NEW DELHI (Reuters) - The Indian government has no plans to buy farmland abroad or help private companies do so, Agriculture Minister Sharad Pawar said on Monday, after a local media report said New Delhi was debating the issue.

Sharad Pawar attends a news conference at Wankhede stadium in Mumbai February 20, 2011. REUTERS/Danish Siddiqui/Files

“There is no government proposal. The ministry has not taken up this proposal,” Pawar told reporters.

The Economic Times newspaper in its Monday edition had quoted the ministry’s top civil servant, Agriculture Secretary P.K. Basu, saying it had sought views from other ministries on plans to help private companies buy farmland abroad.

A few years ago trade and government officials mooted the idea of buying or leasing farmland in Paraguay, Uruguay and Myanmar to grow oilseeds and lentils to tide over a shortage.

India is the world’s top producer of many food staples but with a population of around 1.2 billion, it also has huge consumption. It is the largest importer of vegetable oils and pulses.

“Buying farm land overseas is not a simple issue. We have been talking about it for a long time,” Atul Chaturvedi, chief executive of Adani Wilmar Ltd., the nation’s biggest agricultural goods trader, told Reuters.

A consortium of vegetable oil companies was formed three years ago to talk to the governments of Paraguay, Uruguay, and Myanmar for buying large tracts of land for cultivating soybean, sunflower and lentils.

B.V. Mehta, executive director of the Solvent Extractors’ Association of India, said the consortium was still in negotiations to buy land in either Uruguay or Paraguay to develop soybean plantations.

“The plan is to grow soybeans in South America,” Mehta said at a conference in Malaysia. “We are negotiating for a land lease in Uruguay or Paraguay.
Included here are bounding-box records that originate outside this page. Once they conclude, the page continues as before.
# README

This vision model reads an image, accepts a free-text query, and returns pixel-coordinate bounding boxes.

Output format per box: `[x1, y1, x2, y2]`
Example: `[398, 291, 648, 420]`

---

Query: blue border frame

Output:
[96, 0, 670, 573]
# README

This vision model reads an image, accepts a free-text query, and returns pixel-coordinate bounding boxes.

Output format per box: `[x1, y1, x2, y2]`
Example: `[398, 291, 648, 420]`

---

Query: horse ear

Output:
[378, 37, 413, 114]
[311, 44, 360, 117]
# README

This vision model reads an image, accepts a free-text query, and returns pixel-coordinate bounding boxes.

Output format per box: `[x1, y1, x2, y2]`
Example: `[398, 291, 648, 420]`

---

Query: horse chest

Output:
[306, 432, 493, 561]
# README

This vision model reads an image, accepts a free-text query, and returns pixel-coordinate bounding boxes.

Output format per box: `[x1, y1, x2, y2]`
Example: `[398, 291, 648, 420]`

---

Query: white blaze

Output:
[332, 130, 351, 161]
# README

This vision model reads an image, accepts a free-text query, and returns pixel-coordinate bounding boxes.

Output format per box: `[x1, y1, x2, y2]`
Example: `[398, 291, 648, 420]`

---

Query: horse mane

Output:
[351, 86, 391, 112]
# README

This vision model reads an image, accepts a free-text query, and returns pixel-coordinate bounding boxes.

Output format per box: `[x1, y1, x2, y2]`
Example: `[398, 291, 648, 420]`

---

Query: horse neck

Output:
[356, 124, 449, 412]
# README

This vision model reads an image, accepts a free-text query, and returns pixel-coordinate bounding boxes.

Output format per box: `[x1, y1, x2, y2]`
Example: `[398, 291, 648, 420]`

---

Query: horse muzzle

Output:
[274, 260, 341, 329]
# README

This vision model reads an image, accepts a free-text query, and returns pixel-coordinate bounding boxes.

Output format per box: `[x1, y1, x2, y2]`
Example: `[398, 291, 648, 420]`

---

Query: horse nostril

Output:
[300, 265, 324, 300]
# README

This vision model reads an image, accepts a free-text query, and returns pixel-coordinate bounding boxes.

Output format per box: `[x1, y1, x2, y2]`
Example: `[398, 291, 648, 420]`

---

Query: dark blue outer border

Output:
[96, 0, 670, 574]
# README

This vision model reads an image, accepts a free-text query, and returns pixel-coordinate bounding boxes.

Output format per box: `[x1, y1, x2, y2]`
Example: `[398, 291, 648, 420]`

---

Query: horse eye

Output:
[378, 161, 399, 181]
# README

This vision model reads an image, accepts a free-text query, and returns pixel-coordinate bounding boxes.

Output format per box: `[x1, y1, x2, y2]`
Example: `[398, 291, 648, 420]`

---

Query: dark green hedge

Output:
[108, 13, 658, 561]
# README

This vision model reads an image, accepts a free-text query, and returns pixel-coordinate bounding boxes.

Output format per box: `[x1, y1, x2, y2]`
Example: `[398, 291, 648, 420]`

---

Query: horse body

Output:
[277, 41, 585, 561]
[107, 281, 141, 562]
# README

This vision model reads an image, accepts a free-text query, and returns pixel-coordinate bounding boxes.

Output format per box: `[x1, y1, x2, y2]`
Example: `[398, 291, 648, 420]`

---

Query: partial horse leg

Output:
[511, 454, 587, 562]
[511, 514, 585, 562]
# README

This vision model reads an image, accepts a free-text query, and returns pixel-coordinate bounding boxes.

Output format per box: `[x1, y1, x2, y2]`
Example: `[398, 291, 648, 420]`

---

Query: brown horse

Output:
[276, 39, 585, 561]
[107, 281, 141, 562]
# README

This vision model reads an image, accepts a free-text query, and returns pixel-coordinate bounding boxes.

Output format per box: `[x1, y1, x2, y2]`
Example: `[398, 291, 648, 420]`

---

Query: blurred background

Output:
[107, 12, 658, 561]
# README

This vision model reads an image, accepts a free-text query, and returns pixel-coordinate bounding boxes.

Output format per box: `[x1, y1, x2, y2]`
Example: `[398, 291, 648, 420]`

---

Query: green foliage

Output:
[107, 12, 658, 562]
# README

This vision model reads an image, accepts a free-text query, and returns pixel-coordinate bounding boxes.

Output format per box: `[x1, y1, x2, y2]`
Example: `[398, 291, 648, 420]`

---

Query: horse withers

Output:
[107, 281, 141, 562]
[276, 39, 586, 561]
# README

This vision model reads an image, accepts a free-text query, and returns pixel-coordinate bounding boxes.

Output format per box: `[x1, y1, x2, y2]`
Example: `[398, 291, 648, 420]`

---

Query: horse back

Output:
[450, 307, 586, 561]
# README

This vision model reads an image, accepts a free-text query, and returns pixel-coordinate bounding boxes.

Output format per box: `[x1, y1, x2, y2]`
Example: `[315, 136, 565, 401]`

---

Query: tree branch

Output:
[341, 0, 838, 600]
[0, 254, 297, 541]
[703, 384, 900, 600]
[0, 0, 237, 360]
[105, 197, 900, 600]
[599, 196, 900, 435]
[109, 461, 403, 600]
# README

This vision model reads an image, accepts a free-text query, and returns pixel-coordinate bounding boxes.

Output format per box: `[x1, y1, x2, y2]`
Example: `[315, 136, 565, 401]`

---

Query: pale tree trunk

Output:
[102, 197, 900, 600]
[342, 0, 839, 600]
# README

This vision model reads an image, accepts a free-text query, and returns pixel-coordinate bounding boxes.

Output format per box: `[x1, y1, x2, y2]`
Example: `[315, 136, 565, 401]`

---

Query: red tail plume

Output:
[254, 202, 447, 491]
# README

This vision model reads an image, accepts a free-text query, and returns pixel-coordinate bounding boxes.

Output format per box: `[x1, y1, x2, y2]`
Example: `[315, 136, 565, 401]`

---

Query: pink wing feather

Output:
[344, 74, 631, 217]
We need to decide on the details,” he added.

Only a few private vegetable oil companies have been buying land abroad to grow oil palm and seeds without any government involvement.

While the Indian government has failed to either buy or help private companies purchase large tracts of farmland abroad, state-run Chinese companies have been acquiring farmland overseas to meet rising demand when local farms are shrinking due to rapid industrialisation.